Upper motor neuron syndromes
Muscle overactivity is a frequent clinical problem in upper motor neuron syndromes (UMNS) such as stroke, brain injury, cerebral palsy, and multiple sclerosis. Tone disorders include velocity-dependent spasticity and secondary dystonia, which is characterized by sustained postures that have a twisting quality. BoNT therapy (off label in the United States except for flexor muscles in the upper extremity on label in Europe and other countries) is frequently initiated to reduce unwanted muscle activity so as to improve range of motion and passive or active function, and to reduce pain.
Commonly encountered patterns in UMNS include a flexed elbow or wrist in the upper extremity, knee/hip flexion, thigh adduction, and equinus in the lower extremity.

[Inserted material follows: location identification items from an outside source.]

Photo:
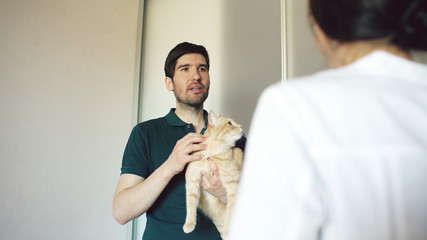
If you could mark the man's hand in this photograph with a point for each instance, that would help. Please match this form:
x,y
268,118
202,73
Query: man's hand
x,y
212,183
181,153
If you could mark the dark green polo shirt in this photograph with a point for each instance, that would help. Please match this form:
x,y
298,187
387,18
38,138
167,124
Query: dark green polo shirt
x,y
149,145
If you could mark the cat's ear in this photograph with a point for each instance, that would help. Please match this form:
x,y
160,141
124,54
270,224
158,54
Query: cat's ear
x,y
213,119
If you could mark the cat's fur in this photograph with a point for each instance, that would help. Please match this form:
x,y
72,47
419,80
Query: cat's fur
x,y
221,136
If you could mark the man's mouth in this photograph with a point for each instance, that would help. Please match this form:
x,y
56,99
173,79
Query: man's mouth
x,y
196,89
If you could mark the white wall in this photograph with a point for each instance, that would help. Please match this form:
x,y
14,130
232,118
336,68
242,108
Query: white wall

Even the forearm muscles where complex overlapping architecture obscures muscle identification can be accurately targeted with ultrasound guidance. Ultrasound is also useful in isolating deep muscles or muscles that have limited surface anatomy and are therefore difficult to isolate with palpation or even EMG/E-stim. Examples of muscles easily targeted with ultrasound include flexor digitorum superficialis, flexor carpi radialis, pronator teres in the upper extremity, and the piriformis, iliopsoas, or tibialis posterior in the lower extremity ( Figs. 3–12 ). To date, the majority of the studies and case reports in the use of ultrasound in UMNS are in children with cerebral palsy.